= Yang Guanghua =

Chinese chemist and chemical engineer

Yang Guanghua or Guang-Hwa Yang (杨光华; 1923–2006), was a Chinese chemist and chemical engineer. He was the President of China University of Petroleum, and a pioneer of China's oil industry.

== Biography ==
Yang was born in Liuyang, Hunan, on 10 April 1923. In 1945, he graduated from the Department of Chemical Engineering of Zhejiang University in Hangzhou. He was a teaching assistant in the same department. In 1948, Yang went to study in the United States, and obtained his Doctor of Engineering degree from the University of Wisconsin–Madison in 1951.

Yang went back to China in May 1951. Yang was a professor at Peking University and Tsinghua University. In 1953, Yang joined to found the Beijing Petroleum College (北京石油学院; predecessor of current China University of Petroleum). In 1956, Yang was a visiting researcher at Moscow Petroleum Institute, USSR. In 1965, Yang was pointed Vice-president of Beijing Petroleum College.
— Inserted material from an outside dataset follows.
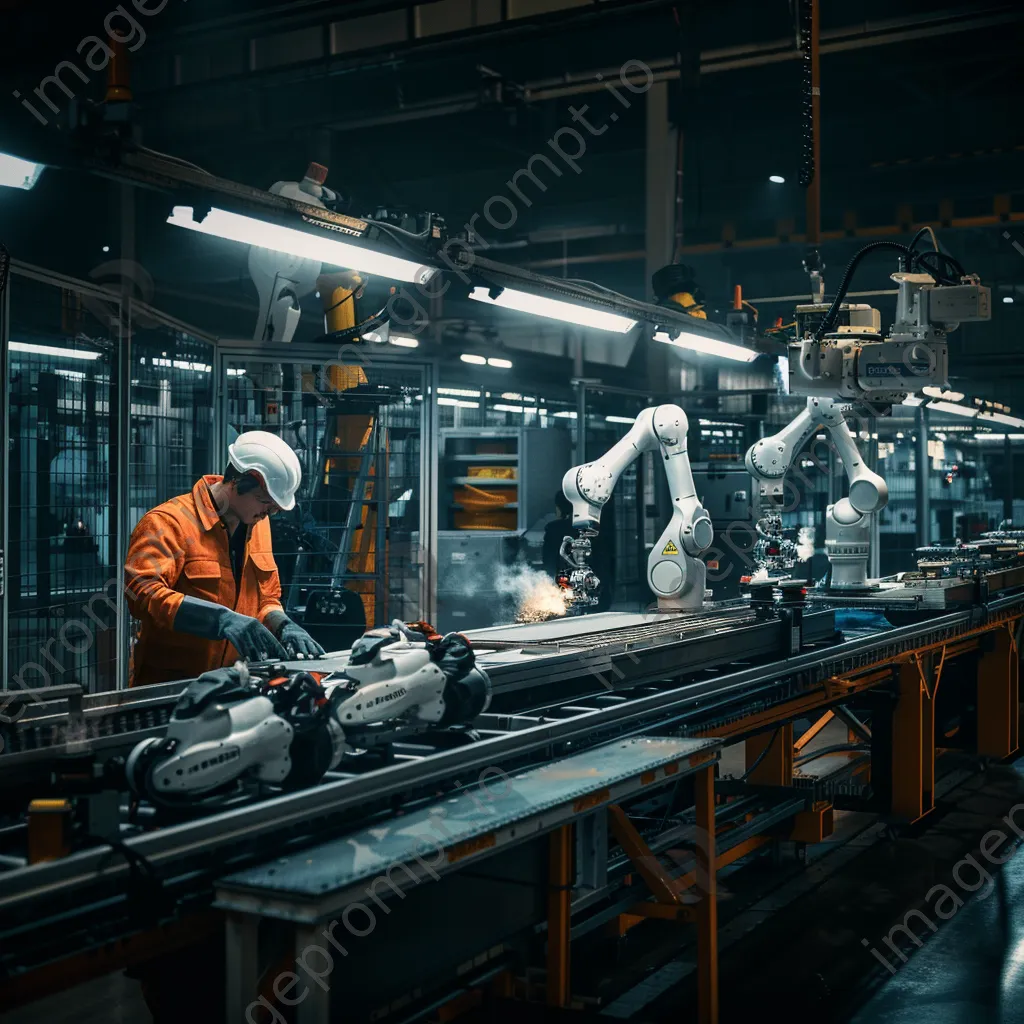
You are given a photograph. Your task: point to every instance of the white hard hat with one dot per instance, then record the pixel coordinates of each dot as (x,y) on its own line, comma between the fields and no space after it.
(278,465)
After 1969, Yang was Vice-president, later President of East China Petroleum College (华东石油学院). From 1988 to 1992, Yang was the President of China University of Petroleum (CUP), a national key university. Yang died in Beijing on 11 November 2006 at age 83. Yang donated his books and academic collections to the library of CUP.

In the 1950s, Yang and Prof. Wu Chi (武迟) co-founded the first educational program of oil and natural gas engineering/refining in China.

Yang's son Yang Wei, a mechanical engineer, served as President of Zhejiang University.

== Honors ==
Asteroid 10410 Yangguanghua, discovered by the Beijing Schmidt CCD Asteroid Program in 1997, is named in his memory. The official was published by the Minor Planet Center on 26 October 2018 (M.P.C. 112427).